Accueil | Editoriaux | Peau de chagrin

Peau de chagrin

D’abord Orpea et ses filiales, maintenant Korian. Combien d’autres encore. Chaque jour apporte son lot de révélations sur la gestion des Ehpad français. Elles font froid dans le dos, ces révélations brûlantes. De quoi être émus aux larmes, citoyens. Les autorités font mine de découvrir l’ampleur du phénomène. Depuis des années pourtant, les faits de maltraitance sur personnes âgées noircissent les rubriques de faits divers. Des incidents isolés, avait-on pris la mauvaise habitude d’écrire. Mais quand les cas se répètent d’un établissement à l’autre, c’est de la violence systémique. La crise sanitaire a déjà jeté une lumière crue sur les défaillances et négligences qui ont privé nos aînés de l’égard et l’empathie dont nous leur sommes redevables. À juste titre, le livre-enquête Les Fossoyeurs décrit les méthodes de ces entreprises mortifères qui poussent les plus vulnérables dans la tombe. Et même les plus vaillants. Misérable course au profit qui place la valeur marchande avant les valeurs humaines.

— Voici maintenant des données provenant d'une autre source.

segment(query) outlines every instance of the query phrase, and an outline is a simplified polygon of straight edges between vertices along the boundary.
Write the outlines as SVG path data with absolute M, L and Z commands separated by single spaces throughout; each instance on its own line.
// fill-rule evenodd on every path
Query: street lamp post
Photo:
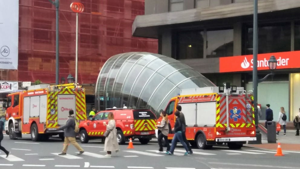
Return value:
M 275 57 L 271 56 L 268 61 L 269 68 L 271 73 L 267 75 L 264 78 L 259 79 L 257 77 L 257 54 L 258 53 L 258 38 L 257 33 L 257 8 L 258 0 L 254 0 L 253 13 L 253 102 L 254 106 L 255 121 L 256 130 L 256 141 L 248 141 L 249 144 L 262 144 L 262 135 L 258 129 L 258 110 L 257 108 L 257 87 L 258 83 L 263 81 L 270 75 L 274 75 L 273 70 L 276 68 L 277 60 Z
M 83 12 L 83 5 L 80 2 L 73 2 L 70 6 L 71 9 L 76 13 L 76 54 L 75 59 L 75 83 L 77 82 L 78 77 L 78 13 Z
M 59 41 L 58 41 L 58 35 L 59 35 L 59 32 L 58 32 L 58 23 L 59 23 L 59 20 L 58 20 L 58 8 L 59 7 L 59 0 L 55 0 L 55 1 L 53 1 L 51 0 L 48 0 L 52 4 L 55 5 L 55 8 L 56 8 L 56 68 L 55 70 L 55 83 L 57 85 L 58 84 L 58 83 L 59 82 L 58 80 L 58 70 L 59 69 L 59 60 L 58 59 L 58 54 L 59 52 Z

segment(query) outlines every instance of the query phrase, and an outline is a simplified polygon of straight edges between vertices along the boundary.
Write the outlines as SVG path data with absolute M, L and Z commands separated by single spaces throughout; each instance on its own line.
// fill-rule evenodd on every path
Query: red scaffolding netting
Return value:
M 133 37 L 132 23 L 144 14 L 143 0 L 81 0 L 78 82 L 96 82 L 110 57 L 130 51 L 157 53 L 156 39 Z M 59 79 L 75 76 L 76 14 L 73 1 L 60 1 Z M 55 82 L 55 8 L 47 0 L 19 1 L 18 80 Z M 16 73 L 17 71 L 15 71 Z

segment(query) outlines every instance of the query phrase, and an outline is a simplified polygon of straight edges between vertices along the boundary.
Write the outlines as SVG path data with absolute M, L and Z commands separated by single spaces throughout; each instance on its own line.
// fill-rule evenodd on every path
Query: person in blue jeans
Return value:
M 175 132 L 175 134 L 174 135 L 173 139 L 172 140 L 172 145 L 171 146 L 171 148 L 170 151 L 167 151 L 166 154 L 169 155 L 171 155 L 174 153 L 174 150 L 175 149 L 175 147 L 176 146 L 177 142 L 179 141 L 181 144 L 182 144 L 183 147 L 184 147 L 185 150 L 187 151 L 184 153 L 184 155 L 187 155 L 190 154 L 190 152 L 188 151 L 188 148 L 186 144 L 184 142 L 182 138 L 182 124 L 180 122 L 180 112 L 178 111 L 177 111 L 175 112 L 175 115 L 176 116 L 176 121 L 175 122 L 175 124 L 174 125 L 174 128 L 173 128 Z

Revenons à nos moutons. À nos vieux, parqués comme du bétail dans ce qui ressemble parfois à des porcheries. Quiconque a déjà arpenté les couloirs d’une maison de retraite a forcément été envahi par ce sentiment oppressant de déambuler dans un mouroir. Croisant de frêles silhouettes, abandonnées à leur triste sort. Les relents d’urine qui montent au nez. Celui des pensionnaires ne respire pas souvent l’air frais, cloîtrés la plupart du temps dans leur cage. Emprisonnés, même, lors des périodes de confinement. Quand d’aucuns attestaient sur l’honneur être amis des bêtes pour s’autoriser des sorties à loisir. Bref, revenons encore à nos moutons et à nos vieux dans leurs enclos. À 2 500 euros par mois au bas mot, ça fait quand même cher le plateau garni d’une bouillie infâme, le pain si dur à y laisser une dent et le yaourt aux arômes artificiels.

Le Luxembourg ferait bien de s’inquiéter davantage de l’arrivée d’Orpea sur son sol. Une résidence doit en effet ouvrir à Merl en mars. Les gouvernements sont prompts à apporter tout le soin nécessaire à la petite enfance, et c’est heureux, mais réduisent les moyens pour le grand âge à peau de chagrin. Et c’est intolérable.